As semiconductor and MEMS device density increase according commercial demand for more complex, higher performance devices, three dimensional device features often at the base or bottom of a cavity deep within a material object (such as trenches, vias, slits and holes and the like, all referred to herein as “trenches” unless otherwise specified). The base or bottom of a trench can be the material of the body containing the trench or a den object placed in the trench bottom such as an electronic device or substrate or other object to be surface modified.
Increasingly high aspect ratios (depth of the trench to minimum width span diameter therein from a top (proximate) opening to deep into the interior base or bottom (distal) location) have become necessary. The “base or bottom” can be a true base or bottom of the trench or a synthetic bottom such as a shelf or grid within a bench constitutional or supporting a device to be processed but still very deep in the trench in such case the latter is the base or bottom referenced to herein. Aspect ratio is the depth from proximate opening of the trench to its distal base or bottom dividing minimum span of the trench therebetween.
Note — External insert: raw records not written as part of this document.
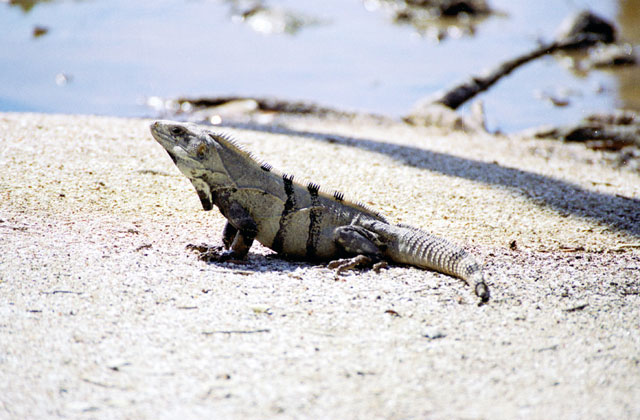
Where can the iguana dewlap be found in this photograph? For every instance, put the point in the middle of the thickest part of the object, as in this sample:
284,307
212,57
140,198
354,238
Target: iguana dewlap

Device manufacture involves multiple material deposition cycles combined with lithographic processing of photoresist layers to form patterned masks that protect necessary device layer material while allowing all other material to be selectively removed. Gas phase ion etch reactions, also known as ‘dry etch’ may be used to perform the selective material removal process. Dry etch technology typically involves halogens such as fluorides, chlorides or other reactive species combined with charged particle technology to form reactive radicals. An ion-assisted reaction is a phenomenon in which the incoming ions enhance the surface reactions [1]. The reactive species interact with target material surfaces forming volatile compounds that are released from the surface and pumped away. High aspect ratio dry etch technology is necessitated when physical sputtering of pattern mask material is the limiting factor for high aspect ratio target material removal. In order to effectively process at increasingly high aspect ratios, the following technology performance criteria must be met:
1) Energy Range: Highly controllable flux energies are required so as to minimize sputtering of mask materials while simultaneously enabling delivery of reactive species to high aspect target locations. Typical particle energies for dry etch applications are less than a few hundred eV.2) Process Beam Divergence: As aspect ratios continue to increase either by narrowing of the feature width or increasing the feature depth, the likelihood of beam interaction with the feature sidewall increases dramatically. Bowing is a phenomenon in which the etch profile becomes barrel-shaped because of side etching at the middle of the hole caused by scattered ions hitting the sidewalls [2]. Beam perpendicularity to the feature bottom and low divergence trajectory are necessary to maintain critical feature geometry and feature sidewall shape.3) Surface Charge Accumulation: As layer dimensions continue to be minimized, increasingly stringent voltage budget requirements for device fabrication will be required. Gate oxide breakdown is becoming a serious problem as the gate oxides become thinner [3]. Charge accumulation and capacitive breakdowns through insulating device layers greatly reduce process yields. Additionally, it is extremely difficult to control charge accumulations at the bottoms of high aspect ratio features (holes), causing potential for device damage and repulsion of arriving process species leading to process variability.4) Reactive Species: Reactive gas species must make contact with target material in order to combine and create volatile materials. This is done either of two ways: Either via high concentration background gas incorporation into the process chamber and then irradiation with the energetic beam to form radicals or alternatively, reactive elements are incorporated into the energetic beam for delivery into the high aspect ratio feature.
Traditional charged particle beams and plasmas combined with chemically reactive species have been used to etch material surfaces. However, as feature aspect ratios continue to increase towards 100:1 preferably 200:1 and beyond, traditional charged particle technologies may be unable to meet these stringent process criteria going forward. Beam blowup is the repulsion of particles of like charge from each other, particularly at low energies such as those required for ion beam processing. For this reason, charged particle beams, like plasmas, may have divergent trajectories that can degrade side wall geometries of high aspect ratio features. Surface charging effects on the substrate surface or within the high aspect ratio feature can further exacerbate issues related to charge repulsion effects on sidewall straightness and process repeatability. It is also recognized that the charges associated with ion technologies may ultimately damage device layers due to charge accumulation and capacitive discharging through insulating device layers. Efforts to neutralize the ion beams and substrates by addition of neutralizing electrons add process complexity and are difficult to accurately control in high aspect ratio features (see FIG. 1).